By Libya Herald reporters.
Tunis, 9 March 2017:
Plans to relaunch the House of Representatives (HoR) and move it away from Tobruk, which got underway on Tuesday evening in Tripoli with a meeting of 40 members, are to continue with a second gathering in the capital this Sunday. At least 70 members expected to attend, according to one of the organisers, Misrata HoR member Mohamed Al-Raied.
In addition to Tuesday’s 40 members, another 30 had been expected to turn up, he told the Libya Herald, but they were unable to make it to Tripoli because the flight from Tobruk was cancelled.
The aim of the meetings, he explained, was to pressurise Ageela Saleh into holding sessions beyond Tobruk and take a more collaborative attitude towards members.
If too many MPs opposed to the HoR president and his policies turned up to a session, Raied said, Saleh would prevent it from taking place. Two weeks ago, he claimed, 130 members had turned up and the president immediately went home to Guba, ignoring them.
Many members from the west and south of the country had tried to get Saleh to change his approach, he added. But it was not only they who were unhappy at the way the HoR was being run. Nineteen of the 70 members expected to turn up for Sunday gathering at Tripoli’s Bab Al-Bahr hotel were from places such as Marj, Brega, Ras Lanuf and Ajdabiya, Raied said. Also expected was Benghazi member Jalal Al-Shweidi.
The meeting would, Raeid explained, be an informal gathering of members to look at how they could move forward. Whilst some wanted it to be an official session, most believed this could happen only when there were at least 100 of them in attandence.

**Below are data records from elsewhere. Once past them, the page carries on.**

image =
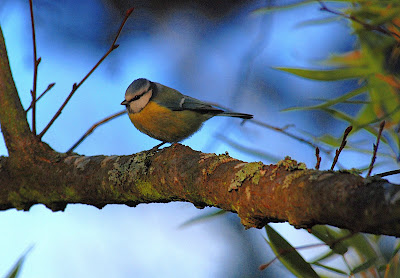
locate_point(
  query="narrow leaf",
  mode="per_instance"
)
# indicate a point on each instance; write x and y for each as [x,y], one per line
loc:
[288,255]
[329,75]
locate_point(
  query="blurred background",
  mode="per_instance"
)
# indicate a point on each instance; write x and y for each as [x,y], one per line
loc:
[217,51]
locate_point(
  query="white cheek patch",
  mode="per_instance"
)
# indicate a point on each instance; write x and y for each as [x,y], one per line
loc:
[137,105]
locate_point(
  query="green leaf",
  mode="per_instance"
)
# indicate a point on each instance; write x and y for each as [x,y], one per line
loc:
[338,271]
[288,255]
[330,237]
[15,271]
[329,75]
[331,102]
[281,7]
[364,266]
[362,246]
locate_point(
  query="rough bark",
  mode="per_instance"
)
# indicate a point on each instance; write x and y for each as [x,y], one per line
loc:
[34,173]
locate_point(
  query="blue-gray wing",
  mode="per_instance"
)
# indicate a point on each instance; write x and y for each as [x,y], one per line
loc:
[189,103]
[176,101]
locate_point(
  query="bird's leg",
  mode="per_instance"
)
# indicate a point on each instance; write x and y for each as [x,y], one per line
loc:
[157,146]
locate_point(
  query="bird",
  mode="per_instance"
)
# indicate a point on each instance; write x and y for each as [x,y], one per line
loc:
[167,115]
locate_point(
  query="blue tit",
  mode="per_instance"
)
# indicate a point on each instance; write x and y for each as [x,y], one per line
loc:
[165,114]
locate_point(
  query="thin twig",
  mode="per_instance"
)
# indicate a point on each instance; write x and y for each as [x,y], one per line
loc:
[355,19]
[342,145]
[378,138]
[318,158]
[96,125]
[42,94]
[36,62]
[76,86]
[389,173]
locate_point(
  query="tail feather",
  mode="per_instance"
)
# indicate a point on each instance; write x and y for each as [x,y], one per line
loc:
[236,115]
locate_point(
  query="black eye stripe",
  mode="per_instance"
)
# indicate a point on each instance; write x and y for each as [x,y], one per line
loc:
[138,96]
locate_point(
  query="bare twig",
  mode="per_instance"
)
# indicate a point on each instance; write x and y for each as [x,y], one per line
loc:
[389,173]
[355,19]
[318,158]
[36,62]
[96,125]
[378,138]
[342,145]
[76,86]
[42,94]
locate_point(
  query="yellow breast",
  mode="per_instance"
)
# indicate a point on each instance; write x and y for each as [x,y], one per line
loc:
[166,125]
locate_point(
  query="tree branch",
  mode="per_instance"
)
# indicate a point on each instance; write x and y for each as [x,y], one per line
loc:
[258,193]
[14,125]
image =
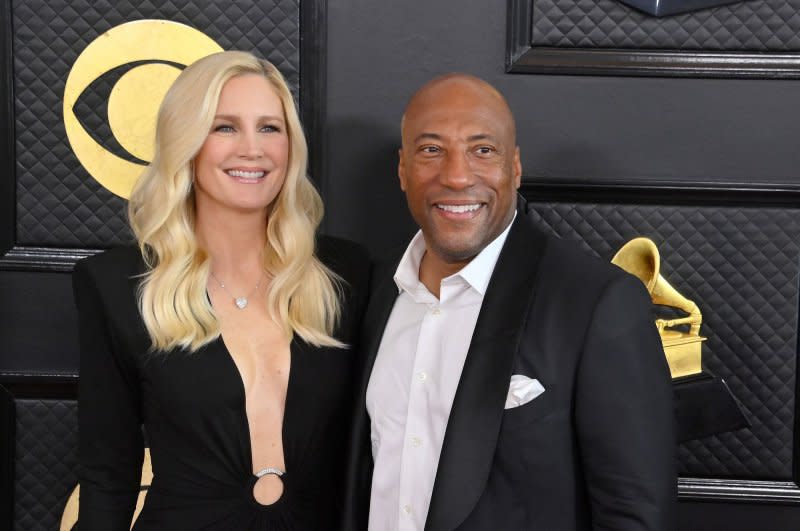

However, once 100 or more members had joined the group in Tripoli, they would declare their meeting to be an official session of the HoR.
Raeid expected that to happen in a couple of weeks’ time.
As to the Presidency Council, he insisted that it had not had anything to do with the plan to meet in Tripoli. However, it was happy with the idea, he said. It wanted the HoR “to undo the mistakes done in Tobruk,” he stated.
The development of what looks likely to become a parallel HoR coincides with the House’s decision two days ago to suspend its involvement in the national dialogue process and reject Faiez Serraj and the eight others named as members of the PC.
With only 36 voting in favour and a reported turnout of 56, the decision has been condemned as illegal by some members.